No obstante,otros sectores no tendrían tanta suerte, como el químico que con las predicciones de Renta 4 se consolida como un sector que lastra el rendimiento general del área industrial, ya que continúa con con una racha de 13 trimestres con EBIT negativo. Esto se traduce en un negocio de todo el conjunto industrial de Repsol que reportaría perdidas del 35% en su resultado ajustado, por el lastre del negocio químico que opaca al refino.
Repsol: el mercado descuenta sus márgenes de beneficio en refino y subestima el valor de la compañía
En cuanto al sector comercial de Repsol, Renta 4 sigue apuntando a que se ha consolidado como un negocio defensivo, ya que es de los pocos que experimentan un crecimiento claro respecto a niveles de años anteriores. En este sentido, el área comercial mostraría un crecimiento de doble dígito en resultados gracias al aumento de clientes de energía y el buen comportamiento en las ventas de combustible. Por otro lado, el negocio de renovables seguiría teniendo un rendimiento muy poco determinante, cerrando 2025 con una capacidad instalada de 5,5 GW.
Por lo que con este análisis de cada sector la conclusión final de Renta 4 sobre los resultados de Repsol apuntan a: un EBIT un 10% inferior en 2025 respecto a los valores de 2024, con un valor de 4.662 millones de euros. Unos resultados negativos, a excepción del lujo de capa libre de 6.000 millones de euros, que cumple la guía estipulada por la compañía.
Mirada a 2026
Debido a que sus resultados negativos están descontados, Renta 4 mira con una mayor expectativa al futuro de la compañía. En este sentido, pone el foco en la guía de producción en upstream, clave para confirmar si la compañía logra estabilizar los volúmenes tras varios ejercicios de caída, así como en un menor esfuerzo inversor, que debería traducirse en una mejora del flujo de caja libre.

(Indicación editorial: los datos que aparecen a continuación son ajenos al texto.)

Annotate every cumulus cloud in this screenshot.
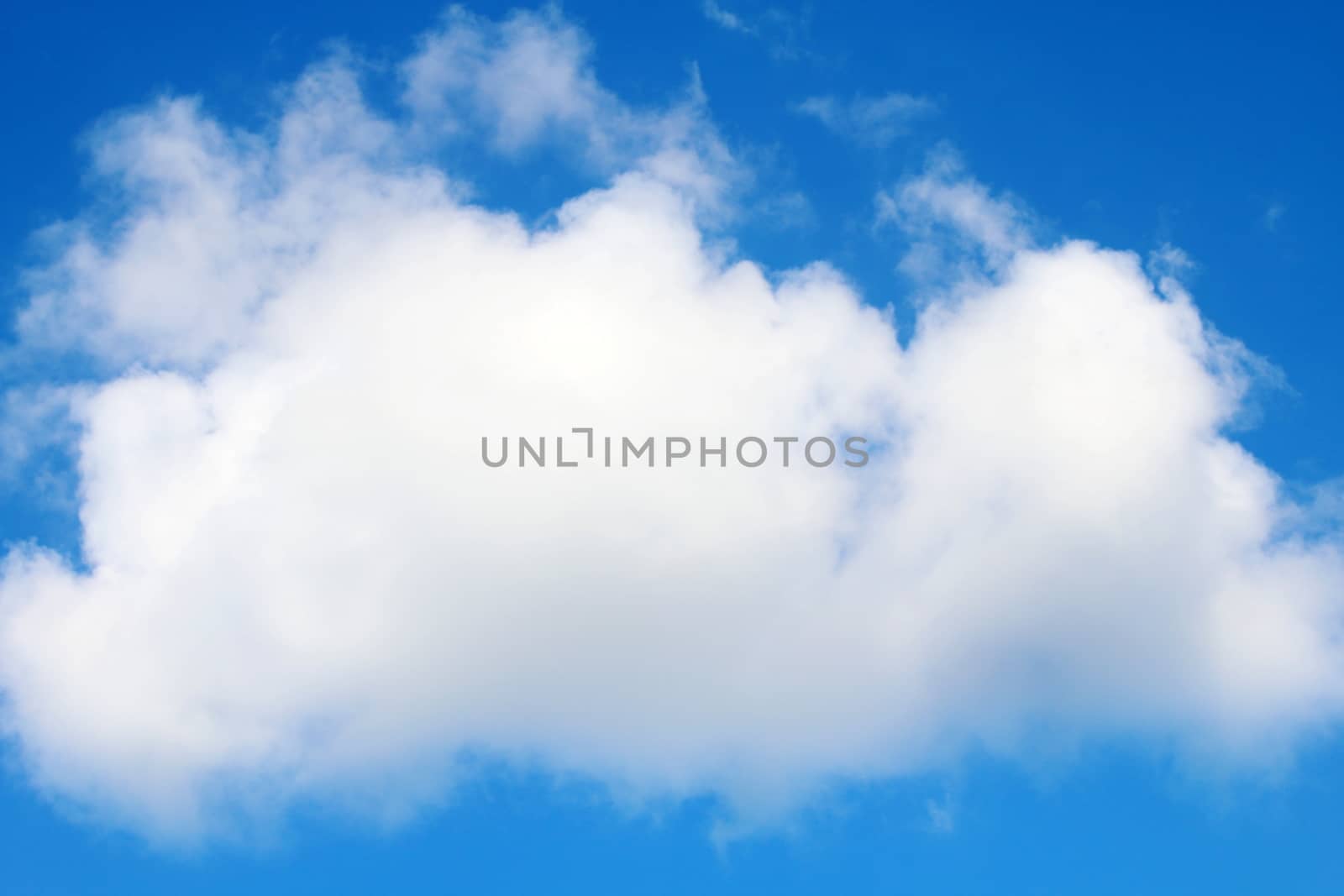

Junto a ello, cobran especial relevancia el evento de liquidez esperado en el año, la claridad sobre la retribución al accionista y los mensajes que emanen del Capital Markets Day de marzo, donde Repsol actualizará su plan estratégico y definirá el equilibrio entre upstream, industrial y negocios de bajo carbono.
En definitiva, las previsiones de Repsol no son especialmente positivas, ya que el negocio de producción pese a reportar un buen volumen, sus márgenes de beneficio empujados a la baja por unos precios poco competitivos del Brent, destruyen su valor. Además de que sus beneficios en refino son decentes pero no lo suficiente para empujar al alza el peor comportamiento del resto de sectores. La recomendación se establecería en Mantener con un precio objetivo de 18,50 euros la acción.